Overcoming Query Strings
There are a number of ways in which a web server can still dynamically generate pages without the use of query strings. Let's take a look at what is available for some specific cases, using two of today's most popular dynamic scripting languages:

- ASP (Active Server Pages): Active server pages are used within Microsoft-based web servers, and is arguably the most widely used scripting style for large Internet sites. A company by the name of "eXception Digital Enterprise Solutions" has created XQASP, an add-on application that allows the "?" within URL's to be converted to "/" by the web server. For more information on the usage and implementation of this product, please visit:
http://www.xde.net/products/product_xqasp.htm

- CFM (Cold Fusion): Cold Fusion is Macromedia and Allaire's pride and joy. Usable on any just about hosting package with the right filters and extensions installed. Allaire, the developing giant behind the Cold Fusion language and development platform has information on their web site on how to convert "?" into "/". For the most accurate information on this, browse Macromedia's site, as it is sure to provide the most accurate information. (http://www.macromedia.com/)

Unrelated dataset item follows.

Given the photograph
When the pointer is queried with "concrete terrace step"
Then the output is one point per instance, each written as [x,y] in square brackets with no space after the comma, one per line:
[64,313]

How to Obtain Exposure to Those URLs
Now that a dynamically generated web site has been converted for usage without the use of query strings, you can seek to acquire exposure of these pages within the search engines. Of course, before that happens though - the engines need to know which ones to go after and index. If your site uses any sort of form to search through products or items within a database, you cannot expect the engines to type in and submit a form on their own!

While others in the optimization field may push you towards creating doorway or gateway pages containing these URLs, Top Site Listings is in sharp disagreement!

Over time, engines have taken steps to remove doorway and gateway pages from their indexes because they are of no use to the engine's users - so - the links need to be incorporated through links in the site for spiders to follow, or submitted individually. Be sure NOT to exceed the limit of submission URLs though , as you will likely cause more harm than good.